Whenever St. Paul examines himself he finds himself a sinner. All the good, righteous, religious stuff that he has done, when he searches himself he finds it all to be “rubbish”. It’s meaningless because it cannot do what Christ has done for us. It is Jesus Christ alone who relentlessly comes to us and knows us. It is Christ alone who loves us so completely that he would take on flesh to be revealed to us, that he would take up a cross, going even to death for us. From literally life to death and back life, going to hell and back to be with us, Jesus relentlessly comes to know and love us. And all for no other reason than:
God loves you. Not for anything you did, but because you are God’s.

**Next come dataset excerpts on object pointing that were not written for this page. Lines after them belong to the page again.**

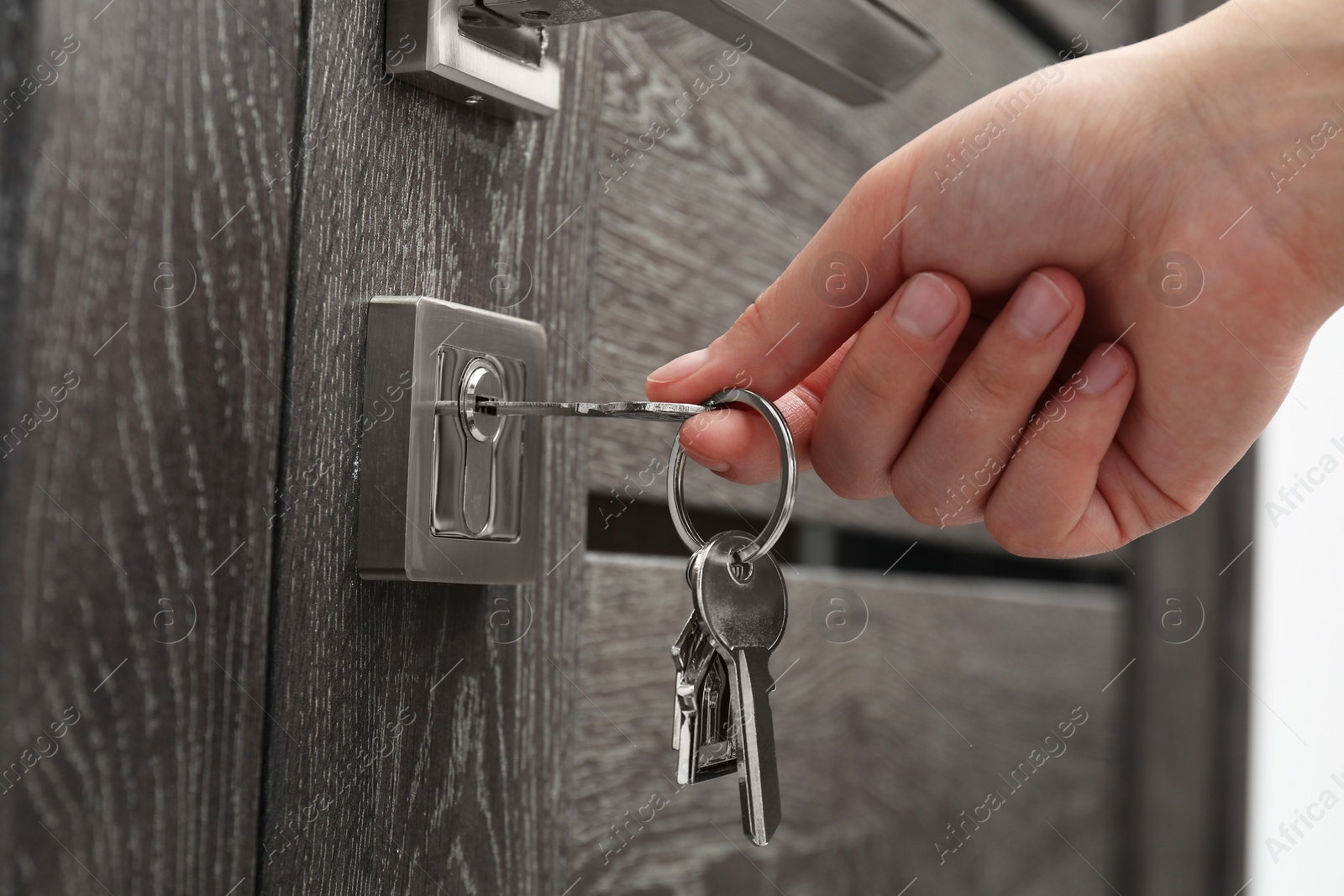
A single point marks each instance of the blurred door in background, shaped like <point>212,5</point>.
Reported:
<point>202,696</point>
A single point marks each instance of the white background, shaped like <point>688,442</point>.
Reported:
<point>1297,641</point>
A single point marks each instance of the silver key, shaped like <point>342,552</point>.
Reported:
<point>745,609</point>
<point>667,411</point>
<point>702,732</point>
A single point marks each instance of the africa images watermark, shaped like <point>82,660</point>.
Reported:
<point>42,76</point>
<point>1294,161</point>
<point>1052,747</point>
<point>1292,833</point>
<point>1290,496</point>
<point>1052,411</point>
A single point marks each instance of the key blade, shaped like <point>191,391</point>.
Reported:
<point>656,411</point>
<point>759,774</point>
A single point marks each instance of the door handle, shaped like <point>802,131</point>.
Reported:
<point>496,54</point>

In Christ, we are totally free. But our freedom is not our own. It is for our neighbor. It is for relationship with God and one another. Our salvation does not depend on our helping Puerto Rico, or Mexico City after hurricanes and earthquakes. It doesn’t depend on fixing wasteful and polluting methods of consumption. It doesn’t depend on our talking to lawmakers to make America a better, safer, and more loving and accepting place. Our salvation doesn’t depend on any of that, but it might be that some else’s life today, or tomorrow, does.

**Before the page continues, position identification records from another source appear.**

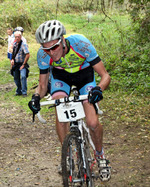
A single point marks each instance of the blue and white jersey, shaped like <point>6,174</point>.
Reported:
<point>81,55</point>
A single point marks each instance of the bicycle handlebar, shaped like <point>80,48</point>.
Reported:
<point>65,100</point>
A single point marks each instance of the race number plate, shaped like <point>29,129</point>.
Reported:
<point>70,111</point>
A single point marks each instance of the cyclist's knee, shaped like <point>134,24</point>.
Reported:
<point>94,125</point>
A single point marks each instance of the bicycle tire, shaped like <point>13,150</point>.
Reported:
<point>71,152</point>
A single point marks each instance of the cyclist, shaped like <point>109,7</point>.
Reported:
<point>74,60</point>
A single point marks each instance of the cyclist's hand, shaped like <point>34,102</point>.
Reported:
<point>95,95</point>
<point>34,104</point>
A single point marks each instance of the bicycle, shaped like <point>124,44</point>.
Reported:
<point>77,159</point>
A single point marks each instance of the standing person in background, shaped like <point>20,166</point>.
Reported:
<point>10,40</point>
<point>19,61</point>
<point>21,30</point>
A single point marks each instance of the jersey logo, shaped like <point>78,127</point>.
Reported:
<point>58,84</point>
<point>44,63</point>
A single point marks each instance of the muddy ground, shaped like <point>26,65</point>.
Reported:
<point>30,153</point>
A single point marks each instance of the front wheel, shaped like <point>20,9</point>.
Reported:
<point>73,172</point>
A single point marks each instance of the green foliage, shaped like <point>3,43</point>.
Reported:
<point>121,40</point>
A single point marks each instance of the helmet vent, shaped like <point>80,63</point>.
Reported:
<point>53,31</point>
<point>47,34</point>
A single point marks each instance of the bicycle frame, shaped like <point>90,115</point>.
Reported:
<point>81,128</point>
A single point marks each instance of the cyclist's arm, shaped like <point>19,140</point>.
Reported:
<point>43,82</point>
<point>105,77</point>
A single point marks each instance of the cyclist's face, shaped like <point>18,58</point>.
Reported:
<point>54,49</point>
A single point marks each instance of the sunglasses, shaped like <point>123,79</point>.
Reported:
<point>54,47</point>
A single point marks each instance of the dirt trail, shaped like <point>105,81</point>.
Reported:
<point>30,153</point>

Our good lives are nothing in light of what Christ has done for us, loving us to death and back unconditionally and freely, but neither are our good works, deeds, and lives for us. They are for our neighbors. They are our participation in God’s kingdom here.

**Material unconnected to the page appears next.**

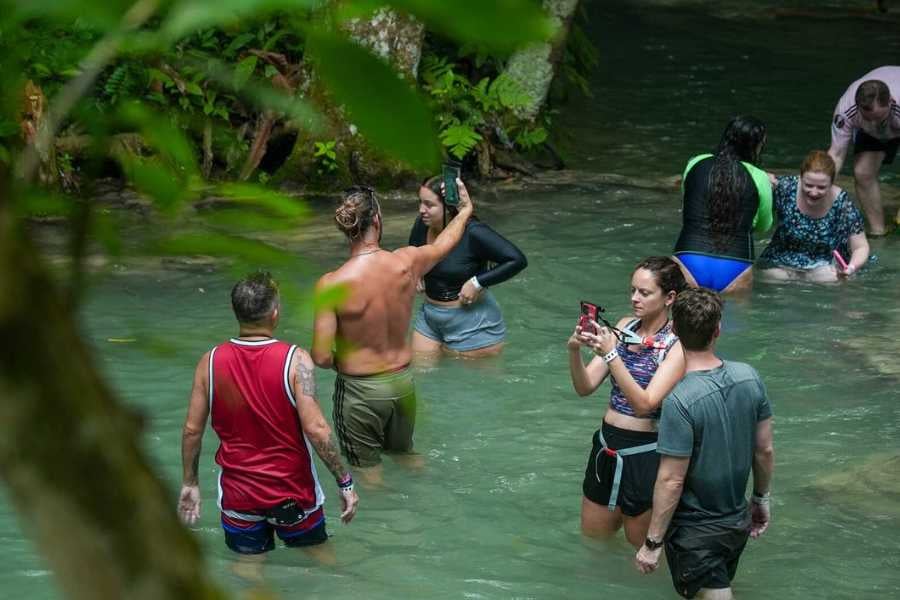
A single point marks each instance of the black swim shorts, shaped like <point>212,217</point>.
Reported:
<point>863,142</point>
<point>704,556</point>
<point>638,471</point>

In the face of violence, the Christian response is to continue loving the best we can, and with all we’ve got. And thank God that we have Christ, or rather He’s got us, because he is the only one who has conquered death, and from it has brought life. Christ alone, God’s word alone, has the power to transform our lives to bear good grapes in his vineyard.
When we pray “thy kingdom come, thy will be done,” we pray that we might be instruments in God's kingdom coming to this world, and to our neighbors.